Cash reserve strategies that hold aside several years of spending to avoid liquidations during bear markets are a popular way to manage withdrawals for retirees. In theory, the strategy is presumed to enhance risk-adjusted returns by allowing retirees to spend down their cash during market declines and then replenish it after the recovery. Yet recent research in the Journal of Financial Planning reveals that the strategy actually results in more harm than good; while in some scenarios the cash reserves effectively allow the retiree to “time” the market by avoiding an untimely liquidation, more often the retiree simply ends out with less money due to the ongoing return drag of a significant portfolio position in cash. As a result, the superior strategy for those who want to alter their asset allocation through market volatility (the effective result of spending down cash in declines and replenishing it later) appears to be simply tactically altering asset allocation directly, without the adverse impact of a cash return drag. Nonetheless, this still fails to account for the psychological benefits the client enjoys by having a clearly identifiable cash reserve to manage spending through volatility – even though the reality is that it results in less retirement income, not more. Does that mean cash reserve strategies are still superior for their psychological benefits alone, even if they’re not an effective way to time the market? Or do total return strategies simply need to find a better way to communicate their benefits and value?

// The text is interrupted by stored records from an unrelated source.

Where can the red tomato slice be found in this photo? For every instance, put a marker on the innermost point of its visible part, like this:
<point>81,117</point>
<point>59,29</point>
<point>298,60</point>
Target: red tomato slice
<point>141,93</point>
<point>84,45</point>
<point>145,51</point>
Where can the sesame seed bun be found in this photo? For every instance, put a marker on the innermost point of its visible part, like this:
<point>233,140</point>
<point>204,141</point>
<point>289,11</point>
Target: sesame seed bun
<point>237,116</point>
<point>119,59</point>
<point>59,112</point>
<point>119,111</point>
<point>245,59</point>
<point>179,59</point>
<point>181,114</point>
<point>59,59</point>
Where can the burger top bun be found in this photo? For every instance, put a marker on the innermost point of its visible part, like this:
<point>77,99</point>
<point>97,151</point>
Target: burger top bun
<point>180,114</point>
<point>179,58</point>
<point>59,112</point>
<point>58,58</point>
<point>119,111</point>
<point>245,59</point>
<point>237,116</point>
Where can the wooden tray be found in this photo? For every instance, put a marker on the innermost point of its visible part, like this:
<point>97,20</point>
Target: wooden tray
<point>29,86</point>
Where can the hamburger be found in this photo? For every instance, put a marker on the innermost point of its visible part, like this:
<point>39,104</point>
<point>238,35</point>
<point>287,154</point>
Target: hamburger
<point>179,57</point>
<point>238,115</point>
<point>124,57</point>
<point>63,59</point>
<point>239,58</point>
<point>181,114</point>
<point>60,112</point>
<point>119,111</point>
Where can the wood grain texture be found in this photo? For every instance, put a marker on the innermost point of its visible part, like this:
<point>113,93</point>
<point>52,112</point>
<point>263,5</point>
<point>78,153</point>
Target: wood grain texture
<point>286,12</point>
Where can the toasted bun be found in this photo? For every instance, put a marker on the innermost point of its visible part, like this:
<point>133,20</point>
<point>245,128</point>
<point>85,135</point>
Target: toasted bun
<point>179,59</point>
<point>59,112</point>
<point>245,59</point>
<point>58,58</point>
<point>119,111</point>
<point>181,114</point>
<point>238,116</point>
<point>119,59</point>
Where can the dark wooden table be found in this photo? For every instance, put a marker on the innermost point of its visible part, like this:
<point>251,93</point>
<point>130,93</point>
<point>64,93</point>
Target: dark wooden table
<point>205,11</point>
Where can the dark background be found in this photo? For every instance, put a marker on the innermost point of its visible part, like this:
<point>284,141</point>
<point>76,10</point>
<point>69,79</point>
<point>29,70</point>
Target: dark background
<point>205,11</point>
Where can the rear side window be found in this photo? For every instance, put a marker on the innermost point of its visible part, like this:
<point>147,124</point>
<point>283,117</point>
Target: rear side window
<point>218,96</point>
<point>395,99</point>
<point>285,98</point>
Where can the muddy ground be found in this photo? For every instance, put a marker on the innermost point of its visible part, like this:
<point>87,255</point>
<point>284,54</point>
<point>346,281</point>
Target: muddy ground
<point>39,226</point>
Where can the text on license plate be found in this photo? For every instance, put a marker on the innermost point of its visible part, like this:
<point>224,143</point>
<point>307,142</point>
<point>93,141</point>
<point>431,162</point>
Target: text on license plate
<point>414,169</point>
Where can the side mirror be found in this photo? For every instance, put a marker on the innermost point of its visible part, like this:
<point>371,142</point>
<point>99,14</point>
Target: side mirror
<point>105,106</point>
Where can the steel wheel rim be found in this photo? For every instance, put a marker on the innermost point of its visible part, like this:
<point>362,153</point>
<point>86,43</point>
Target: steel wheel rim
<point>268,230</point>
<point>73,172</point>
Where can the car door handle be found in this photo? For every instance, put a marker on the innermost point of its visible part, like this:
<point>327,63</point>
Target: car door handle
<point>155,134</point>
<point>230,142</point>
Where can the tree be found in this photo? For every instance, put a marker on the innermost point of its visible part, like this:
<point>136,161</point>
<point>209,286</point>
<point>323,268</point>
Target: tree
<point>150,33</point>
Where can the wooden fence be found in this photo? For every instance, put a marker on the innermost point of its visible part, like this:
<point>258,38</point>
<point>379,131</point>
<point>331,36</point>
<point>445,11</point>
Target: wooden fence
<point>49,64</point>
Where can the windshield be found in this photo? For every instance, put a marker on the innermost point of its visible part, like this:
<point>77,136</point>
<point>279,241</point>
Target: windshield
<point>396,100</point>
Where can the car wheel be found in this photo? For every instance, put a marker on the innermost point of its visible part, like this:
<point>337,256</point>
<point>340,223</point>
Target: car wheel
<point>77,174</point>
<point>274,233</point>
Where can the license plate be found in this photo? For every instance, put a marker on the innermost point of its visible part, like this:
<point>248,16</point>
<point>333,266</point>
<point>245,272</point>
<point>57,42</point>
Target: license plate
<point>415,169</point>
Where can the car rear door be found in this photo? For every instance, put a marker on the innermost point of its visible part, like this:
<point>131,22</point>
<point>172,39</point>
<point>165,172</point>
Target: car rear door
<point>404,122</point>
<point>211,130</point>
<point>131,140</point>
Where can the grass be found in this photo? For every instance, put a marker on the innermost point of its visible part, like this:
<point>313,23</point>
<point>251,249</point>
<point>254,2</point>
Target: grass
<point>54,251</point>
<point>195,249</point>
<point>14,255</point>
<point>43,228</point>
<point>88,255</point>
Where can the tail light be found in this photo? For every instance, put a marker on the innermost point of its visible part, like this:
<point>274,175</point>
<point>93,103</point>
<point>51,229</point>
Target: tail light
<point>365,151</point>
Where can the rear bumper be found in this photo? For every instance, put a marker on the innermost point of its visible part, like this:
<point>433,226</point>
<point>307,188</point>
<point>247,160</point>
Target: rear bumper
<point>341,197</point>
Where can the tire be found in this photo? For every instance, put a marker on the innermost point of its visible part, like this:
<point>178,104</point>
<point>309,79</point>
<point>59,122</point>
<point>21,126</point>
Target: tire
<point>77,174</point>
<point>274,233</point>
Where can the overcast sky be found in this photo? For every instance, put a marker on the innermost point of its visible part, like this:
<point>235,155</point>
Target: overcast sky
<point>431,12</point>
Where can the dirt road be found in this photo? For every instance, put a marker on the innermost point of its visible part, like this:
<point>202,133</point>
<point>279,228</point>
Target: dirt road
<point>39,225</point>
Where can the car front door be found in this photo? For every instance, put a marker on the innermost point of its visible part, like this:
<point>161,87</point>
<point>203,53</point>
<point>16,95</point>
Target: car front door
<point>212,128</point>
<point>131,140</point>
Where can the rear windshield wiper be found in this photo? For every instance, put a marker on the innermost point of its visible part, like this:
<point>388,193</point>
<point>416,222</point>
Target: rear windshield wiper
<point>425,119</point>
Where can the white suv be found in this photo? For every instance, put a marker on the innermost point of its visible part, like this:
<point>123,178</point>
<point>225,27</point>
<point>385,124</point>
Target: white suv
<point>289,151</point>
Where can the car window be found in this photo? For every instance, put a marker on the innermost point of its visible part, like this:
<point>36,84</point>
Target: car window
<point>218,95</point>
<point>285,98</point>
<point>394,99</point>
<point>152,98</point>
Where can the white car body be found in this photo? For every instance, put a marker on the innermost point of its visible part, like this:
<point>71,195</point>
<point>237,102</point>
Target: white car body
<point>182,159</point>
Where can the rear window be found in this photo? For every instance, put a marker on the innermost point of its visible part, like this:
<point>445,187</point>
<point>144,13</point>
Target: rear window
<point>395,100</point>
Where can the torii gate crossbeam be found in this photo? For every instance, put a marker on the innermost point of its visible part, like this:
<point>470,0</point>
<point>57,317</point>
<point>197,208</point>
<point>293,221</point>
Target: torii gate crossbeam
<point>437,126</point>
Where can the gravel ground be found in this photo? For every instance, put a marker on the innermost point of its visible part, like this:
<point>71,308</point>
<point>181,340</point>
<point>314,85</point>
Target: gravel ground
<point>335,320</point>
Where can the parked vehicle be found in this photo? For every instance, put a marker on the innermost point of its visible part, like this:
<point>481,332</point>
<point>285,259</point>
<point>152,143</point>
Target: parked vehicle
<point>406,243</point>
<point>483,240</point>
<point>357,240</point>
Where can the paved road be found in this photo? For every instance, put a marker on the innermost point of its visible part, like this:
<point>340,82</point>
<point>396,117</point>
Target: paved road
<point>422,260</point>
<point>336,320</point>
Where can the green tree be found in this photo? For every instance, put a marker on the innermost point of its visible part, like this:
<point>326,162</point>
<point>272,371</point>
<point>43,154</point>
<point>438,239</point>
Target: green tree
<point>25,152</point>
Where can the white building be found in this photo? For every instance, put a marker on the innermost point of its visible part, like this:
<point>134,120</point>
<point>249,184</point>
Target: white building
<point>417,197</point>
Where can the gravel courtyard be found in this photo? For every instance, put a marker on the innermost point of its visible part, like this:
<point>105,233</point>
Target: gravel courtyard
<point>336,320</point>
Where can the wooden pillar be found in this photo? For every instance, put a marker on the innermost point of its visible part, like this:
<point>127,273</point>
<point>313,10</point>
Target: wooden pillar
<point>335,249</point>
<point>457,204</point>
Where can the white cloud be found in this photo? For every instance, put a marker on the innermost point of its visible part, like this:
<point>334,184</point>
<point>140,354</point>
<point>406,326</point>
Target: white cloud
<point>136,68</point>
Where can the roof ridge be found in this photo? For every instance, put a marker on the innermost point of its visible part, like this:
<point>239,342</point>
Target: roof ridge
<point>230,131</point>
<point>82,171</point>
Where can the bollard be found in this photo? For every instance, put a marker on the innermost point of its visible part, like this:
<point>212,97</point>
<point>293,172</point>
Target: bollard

The inspiration for today’s blog post is a recent article entitled “Sustainable Withdrawal Rates: The Historical Evidence on Buffer Zone Strategies” authored in the Journal of Financial Planning by Walter Woerheide and David Nanigan of The American College (and covered originally in the May 19/20 edition of Weekend Reading for Financial Planners on this blog). In their research, Woerheide and Nanigan examined the impact of so-called “buffer zone” strategies – essentially, strategies that hold aside several years’ worth of withdrawals in cash reserves to avoid the need to liquidate during a market decline – and found that despite their popularity, such an approach actually hurts the sustainability of retirement income far more often than it helps!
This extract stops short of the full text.